Talk proper would you?
As regards such shifting of parts of speech, is American hegemony complete?
Teaching P2 today, I noticed the obligatory frieze of HM (legs crossed, in Buddhist garb) contained the injunctions 'live good', 'speak good', 'act good'.
I thought about drawing the classroom teacher's attention to the 'error' but then thought 'ah, what's the point?' I first noticed the usage penetrated England about 15 years ago when a guy answered my 'how are you?' with an 'I'm good' and since then it has flourished like that pesky Japanese weed.
Is it time for sticklers to give up the ghost?
Talk proper would you?
The past is a foreign country: They do things differently there.
Put good next to a verb and see if it sounds right: She walks good? Yuck!
An old student of mine came to a gig once. At break time we sat. She informed me I'd made a grammatical error in a song, I Feel Good -James Brown. Bless her. Try to explain poetic license to an L2.
Good is an adjective, it's corresponding adverb is well.
It's been in common use so long that it's understandable that you saw what you saw.
On another teachers' forum that I use someone made the argument that some things are fairly well-accepted in oral communication but still are not in written form.
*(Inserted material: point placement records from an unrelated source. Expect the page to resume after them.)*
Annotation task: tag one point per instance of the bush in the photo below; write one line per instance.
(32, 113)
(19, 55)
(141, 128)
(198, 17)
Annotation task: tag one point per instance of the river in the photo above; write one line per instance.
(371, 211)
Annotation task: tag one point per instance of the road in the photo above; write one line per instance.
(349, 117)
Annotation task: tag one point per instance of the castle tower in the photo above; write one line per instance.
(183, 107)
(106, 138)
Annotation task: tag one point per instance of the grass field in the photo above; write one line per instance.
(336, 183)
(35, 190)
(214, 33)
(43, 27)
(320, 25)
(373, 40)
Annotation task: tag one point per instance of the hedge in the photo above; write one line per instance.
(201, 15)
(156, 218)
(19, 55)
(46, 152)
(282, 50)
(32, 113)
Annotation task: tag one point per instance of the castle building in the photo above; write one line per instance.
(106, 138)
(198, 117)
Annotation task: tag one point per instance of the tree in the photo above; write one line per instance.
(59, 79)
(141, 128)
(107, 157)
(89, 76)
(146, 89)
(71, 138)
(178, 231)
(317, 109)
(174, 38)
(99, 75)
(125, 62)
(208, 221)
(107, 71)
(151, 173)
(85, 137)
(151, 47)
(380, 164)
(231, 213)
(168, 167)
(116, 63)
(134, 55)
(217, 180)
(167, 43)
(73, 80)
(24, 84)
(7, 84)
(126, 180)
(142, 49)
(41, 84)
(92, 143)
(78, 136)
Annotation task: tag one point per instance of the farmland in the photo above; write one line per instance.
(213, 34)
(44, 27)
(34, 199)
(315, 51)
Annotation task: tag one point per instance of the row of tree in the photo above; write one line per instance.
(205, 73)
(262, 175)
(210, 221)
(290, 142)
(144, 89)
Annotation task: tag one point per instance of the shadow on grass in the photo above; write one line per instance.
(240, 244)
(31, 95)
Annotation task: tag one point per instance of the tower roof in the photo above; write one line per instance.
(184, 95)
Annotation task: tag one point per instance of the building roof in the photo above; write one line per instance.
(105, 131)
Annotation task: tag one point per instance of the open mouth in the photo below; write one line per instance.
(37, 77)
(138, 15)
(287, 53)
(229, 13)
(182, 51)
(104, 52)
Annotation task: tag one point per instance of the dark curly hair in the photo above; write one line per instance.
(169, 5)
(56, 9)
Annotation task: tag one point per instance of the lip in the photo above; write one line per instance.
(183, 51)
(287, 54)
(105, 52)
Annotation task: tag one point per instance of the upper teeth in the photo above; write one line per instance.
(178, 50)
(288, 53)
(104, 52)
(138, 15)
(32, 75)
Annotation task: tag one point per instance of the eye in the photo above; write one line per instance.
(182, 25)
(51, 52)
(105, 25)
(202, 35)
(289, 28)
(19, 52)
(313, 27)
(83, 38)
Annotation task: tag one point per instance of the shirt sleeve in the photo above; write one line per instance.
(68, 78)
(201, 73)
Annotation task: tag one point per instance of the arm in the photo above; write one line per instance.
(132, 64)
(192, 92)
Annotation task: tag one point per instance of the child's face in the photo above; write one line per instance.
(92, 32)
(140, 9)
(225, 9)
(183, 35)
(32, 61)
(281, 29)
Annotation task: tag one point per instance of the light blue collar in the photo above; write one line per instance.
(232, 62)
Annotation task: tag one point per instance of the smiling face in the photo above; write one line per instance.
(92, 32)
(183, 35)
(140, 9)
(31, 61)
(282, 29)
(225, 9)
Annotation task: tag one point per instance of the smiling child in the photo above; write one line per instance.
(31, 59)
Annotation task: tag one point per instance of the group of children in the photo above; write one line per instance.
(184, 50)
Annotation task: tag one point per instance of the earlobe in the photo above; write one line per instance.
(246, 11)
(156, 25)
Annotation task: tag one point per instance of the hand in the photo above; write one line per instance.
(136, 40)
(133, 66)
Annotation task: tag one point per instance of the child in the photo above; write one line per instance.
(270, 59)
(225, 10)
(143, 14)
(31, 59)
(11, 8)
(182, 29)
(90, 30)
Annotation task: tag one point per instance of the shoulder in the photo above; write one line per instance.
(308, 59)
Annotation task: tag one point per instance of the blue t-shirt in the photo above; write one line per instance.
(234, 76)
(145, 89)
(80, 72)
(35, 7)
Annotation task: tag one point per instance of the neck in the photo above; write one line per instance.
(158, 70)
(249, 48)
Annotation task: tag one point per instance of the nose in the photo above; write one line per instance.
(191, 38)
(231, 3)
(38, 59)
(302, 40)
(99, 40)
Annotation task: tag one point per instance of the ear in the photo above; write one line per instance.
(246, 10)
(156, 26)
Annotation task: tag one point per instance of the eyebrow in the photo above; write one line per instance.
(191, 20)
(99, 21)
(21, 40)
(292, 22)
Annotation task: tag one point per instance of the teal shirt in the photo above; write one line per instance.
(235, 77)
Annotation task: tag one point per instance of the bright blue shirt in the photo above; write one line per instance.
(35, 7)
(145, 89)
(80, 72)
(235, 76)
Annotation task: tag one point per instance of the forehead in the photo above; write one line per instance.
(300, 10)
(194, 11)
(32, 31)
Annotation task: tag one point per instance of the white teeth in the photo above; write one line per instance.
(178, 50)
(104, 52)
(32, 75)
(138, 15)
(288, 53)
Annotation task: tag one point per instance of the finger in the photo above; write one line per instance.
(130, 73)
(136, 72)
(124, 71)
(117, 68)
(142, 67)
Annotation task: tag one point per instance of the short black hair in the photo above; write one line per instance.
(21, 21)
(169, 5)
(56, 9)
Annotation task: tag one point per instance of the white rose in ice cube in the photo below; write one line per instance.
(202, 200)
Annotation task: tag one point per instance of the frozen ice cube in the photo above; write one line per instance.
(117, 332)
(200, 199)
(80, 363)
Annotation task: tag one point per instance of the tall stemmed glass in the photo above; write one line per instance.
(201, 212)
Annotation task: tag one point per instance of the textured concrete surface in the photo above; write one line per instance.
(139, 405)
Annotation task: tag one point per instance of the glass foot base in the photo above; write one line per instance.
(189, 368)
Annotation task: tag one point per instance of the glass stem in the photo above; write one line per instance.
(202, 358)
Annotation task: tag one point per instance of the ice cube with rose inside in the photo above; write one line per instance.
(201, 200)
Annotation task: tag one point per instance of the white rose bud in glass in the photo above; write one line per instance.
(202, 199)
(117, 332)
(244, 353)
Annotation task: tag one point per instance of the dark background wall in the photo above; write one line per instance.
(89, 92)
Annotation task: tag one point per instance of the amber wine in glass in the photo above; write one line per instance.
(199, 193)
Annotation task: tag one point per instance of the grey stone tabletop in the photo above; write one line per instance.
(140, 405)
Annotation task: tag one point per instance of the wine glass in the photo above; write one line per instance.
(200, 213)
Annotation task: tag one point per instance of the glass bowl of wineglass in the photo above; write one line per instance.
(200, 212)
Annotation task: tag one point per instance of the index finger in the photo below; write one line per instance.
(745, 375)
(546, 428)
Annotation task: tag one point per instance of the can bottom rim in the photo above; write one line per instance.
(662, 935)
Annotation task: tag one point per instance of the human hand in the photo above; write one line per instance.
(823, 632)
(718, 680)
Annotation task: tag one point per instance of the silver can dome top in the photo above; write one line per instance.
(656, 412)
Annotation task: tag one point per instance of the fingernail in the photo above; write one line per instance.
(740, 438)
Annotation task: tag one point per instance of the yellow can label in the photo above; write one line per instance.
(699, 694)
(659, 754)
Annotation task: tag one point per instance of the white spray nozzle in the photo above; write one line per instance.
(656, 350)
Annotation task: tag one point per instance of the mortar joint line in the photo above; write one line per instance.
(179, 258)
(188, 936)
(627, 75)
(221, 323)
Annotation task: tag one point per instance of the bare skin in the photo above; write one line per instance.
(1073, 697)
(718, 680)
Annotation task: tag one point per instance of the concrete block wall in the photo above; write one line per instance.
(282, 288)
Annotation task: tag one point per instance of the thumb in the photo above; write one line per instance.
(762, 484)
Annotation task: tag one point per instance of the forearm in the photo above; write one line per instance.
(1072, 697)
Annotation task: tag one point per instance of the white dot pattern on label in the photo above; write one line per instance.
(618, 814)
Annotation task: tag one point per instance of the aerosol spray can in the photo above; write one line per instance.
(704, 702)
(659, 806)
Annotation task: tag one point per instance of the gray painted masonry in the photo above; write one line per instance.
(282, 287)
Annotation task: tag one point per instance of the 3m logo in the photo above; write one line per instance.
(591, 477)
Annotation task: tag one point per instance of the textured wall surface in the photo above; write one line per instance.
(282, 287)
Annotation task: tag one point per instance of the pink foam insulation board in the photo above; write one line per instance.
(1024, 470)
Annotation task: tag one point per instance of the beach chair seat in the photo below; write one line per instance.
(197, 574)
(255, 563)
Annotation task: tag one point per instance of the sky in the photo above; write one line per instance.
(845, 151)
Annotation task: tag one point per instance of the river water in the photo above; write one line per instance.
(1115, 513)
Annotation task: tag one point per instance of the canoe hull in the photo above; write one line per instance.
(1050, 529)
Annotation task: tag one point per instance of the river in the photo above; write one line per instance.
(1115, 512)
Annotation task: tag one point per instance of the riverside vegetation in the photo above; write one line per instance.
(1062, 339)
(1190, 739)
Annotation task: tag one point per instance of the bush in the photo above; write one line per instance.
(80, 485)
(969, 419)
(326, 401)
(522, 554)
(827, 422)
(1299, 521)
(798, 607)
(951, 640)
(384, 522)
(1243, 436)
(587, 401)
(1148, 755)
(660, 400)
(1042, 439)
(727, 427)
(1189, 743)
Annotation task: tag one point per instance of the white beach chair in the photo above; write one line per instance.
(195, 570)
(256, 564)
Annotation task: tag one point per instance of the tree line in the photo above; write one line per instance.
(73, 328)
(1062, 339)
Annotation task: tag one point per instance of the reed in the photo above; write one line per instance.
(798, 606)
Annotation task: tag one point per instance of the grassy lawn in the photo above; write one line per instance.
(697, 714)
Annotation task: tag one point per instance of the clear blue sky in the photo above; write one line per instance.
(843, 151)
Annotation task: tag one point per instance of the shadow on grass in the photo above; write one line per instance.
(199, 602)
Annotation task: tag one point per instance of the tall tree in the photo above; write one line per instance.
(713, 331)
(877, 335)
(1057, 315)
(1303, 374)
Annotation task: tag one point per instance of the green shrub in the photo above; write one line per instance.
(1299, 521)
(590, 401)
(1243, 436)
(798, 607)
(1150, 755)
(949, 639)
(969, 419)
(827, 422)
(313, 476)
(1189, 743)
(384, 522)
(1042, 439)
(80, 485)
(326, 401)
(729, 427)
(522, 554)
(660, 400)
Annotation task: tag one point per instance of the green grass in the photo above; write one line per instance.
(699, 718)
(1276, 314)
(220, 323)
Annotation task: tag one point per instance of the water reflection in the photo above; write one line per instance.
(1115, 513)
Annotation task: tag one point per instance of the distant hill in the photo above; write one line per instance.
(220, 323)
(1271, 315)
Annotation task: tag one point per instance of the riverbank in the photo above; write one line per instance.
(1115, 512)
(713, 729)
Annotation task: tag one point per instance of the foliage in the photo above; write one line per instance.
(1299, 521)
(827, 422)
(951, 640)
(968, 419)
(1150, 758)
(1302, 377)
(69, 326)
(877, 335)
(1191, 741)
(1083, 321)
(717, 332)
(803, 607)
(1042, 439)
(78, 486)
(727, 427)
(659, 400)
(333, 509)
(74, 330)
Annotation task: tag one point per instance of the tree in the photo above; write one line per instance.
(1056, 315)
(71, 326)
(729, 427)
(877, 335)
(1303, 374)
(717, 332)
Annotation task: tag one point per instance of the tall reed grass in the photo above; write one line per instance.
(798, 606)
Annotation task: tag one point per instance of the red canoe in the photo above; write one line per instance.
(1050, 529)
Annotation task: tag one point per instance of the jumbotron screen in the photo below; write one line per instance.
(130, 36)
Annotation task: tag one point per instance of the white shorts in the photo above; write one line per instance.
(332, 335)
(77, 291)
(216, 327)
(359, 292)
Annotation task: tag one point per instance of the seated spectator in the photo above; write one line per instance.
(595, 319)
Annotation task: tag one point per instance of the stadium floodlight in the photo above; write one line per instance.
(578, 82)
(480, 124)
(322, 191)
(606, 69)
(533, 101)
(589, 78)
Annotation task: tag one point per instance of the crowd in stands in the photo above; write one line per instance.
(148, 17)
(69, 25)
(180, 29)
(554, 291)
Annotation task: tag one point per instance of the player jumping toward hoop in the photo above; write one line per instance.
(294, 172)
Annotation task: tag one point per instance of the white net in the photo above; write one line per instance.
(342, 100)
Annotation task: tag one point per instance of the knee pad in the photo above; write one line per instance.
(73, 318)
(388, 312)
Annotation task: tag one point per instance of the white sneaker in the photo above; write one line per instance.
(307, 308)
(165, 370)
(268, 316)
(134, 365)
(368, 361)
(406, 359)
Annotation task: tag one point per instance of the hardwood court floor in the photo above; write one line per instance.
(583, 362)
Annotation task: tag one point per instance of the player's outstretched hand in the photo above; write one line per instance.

This seems like one of those cases.
Sho nuff is. I feel pretty good today sounds a whole lot better than I feel pretty well today, unless you're English that is.
good - definition of good by the Free Online Dictionary, Thesaurus and Encyclopedia.
Usage Note: Good is properly used as an adjective with linking verbs such as be, seem, or appear: The future looks good. The soup tastes good. It should not be used as an adverb with other verbs: The car runs well (not good). Thus, The dress fits well and looks good. See Usage Note at well2.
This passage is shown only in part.